Я молчал, я покорно ждал, когда капитан. Кумушкин сообщит новый спасительный ход конем.
— Ради страховки, — продолжал он деловито, — в протокол придется внести пунктик — вставить зубы за счет Копылова. И предвижу — начинающий уголовничек станет торговаться, потребует золотые…
— М-да-а…
— Советую согласиться, иначе за зубы Копылов может заплатить не только деньгами.
Капитан Кумушкин поднялся, плечистый, грудастый, серьезный, явно довольный собой. Я молчал.
8Миша шагал вместе со мной в угрюмом молчании. Отравленным чувствовал себя и я, однако сказал:
— Не самоедствуй, Михаил. В жизни случается и похуже.
— И в самом деле, — выдавил Миша, — дешево отделался. Всего-навсего золотые зубы в поганый рот. Впредь будь умней — когда бьют да грабят, ходи спокойно сторонкой… — И его прорвало: — Этот хлюст сломал меня сейчас, Георгий Петрович. Парни что, они издалека показательно видны — обычные подонки. Даже в родниковой воде грязь оседает, в людях — тоже.

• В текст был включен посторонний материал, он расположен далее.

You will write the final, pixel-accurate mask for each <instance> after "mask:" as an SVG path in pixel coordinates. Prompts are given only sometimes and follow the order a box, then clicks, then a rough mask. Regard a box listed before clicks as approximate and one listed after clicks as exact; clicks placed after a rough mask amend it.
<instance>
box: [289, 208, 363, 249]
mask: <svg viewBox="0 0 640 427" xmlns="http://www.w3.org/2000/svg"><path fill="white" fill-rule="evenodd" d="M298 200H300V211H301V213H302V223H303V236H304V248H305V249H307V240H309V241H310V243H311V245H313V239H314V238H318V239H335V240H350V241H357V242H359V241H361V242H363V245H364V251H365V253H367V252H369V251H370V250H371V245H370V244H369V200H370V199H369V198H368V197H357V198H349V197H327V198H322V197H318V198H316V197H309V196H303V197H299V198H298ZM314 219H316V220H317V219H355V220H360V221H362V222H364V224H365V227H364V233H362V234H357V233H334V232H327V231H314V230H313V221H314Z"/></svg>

Отфильтровать ее несложно. Но вот когда ядовитая соль растворяется, она неразличима, чистая-то вода отравой становится. Со стороны — нормальный человек, культурный, на вид даже приятный, мухи не обидит, старушке место в автобусе уступит. Лапушка! Ну как к такому с сочувствием не отнестись, плечо не подставить, в разговоре душу не открыть. И, конечно же, ждешь, что и он тебе — плечо, душу, сочувствие… А ты-то для него пустое место, так себе, невзаправдашний. Зачем ему считаться с тобой… Стою перед ним, у него и галстук помят, и физиономия набок, поди и коленки дрожать не перестали, а глядит на меня эдак холодно и прозрачно — «Никто меня не трогал, знать не знаю, сами сцепились»… В руках-то держит авоську с бутылками, которую я ему отвоевал и вернул. Сам выворачивайся, а я в сторону уйду, и совесть у меня спокойнешенька. Георгий Петрович, тридцать с лишним лет живу на свете, а такого бесстыдства еще не встречал…
— За всю жизнь одного встретил… Значит, не так и много на свете таких прохвостов.
— Уж не хотите ли сказать, Георгий Петрович: радоваться я должен?.. Не могу! Один такой сотни людей заразить может. Вот и я себя теперь чувствую уже не тем, каким к вам бежал.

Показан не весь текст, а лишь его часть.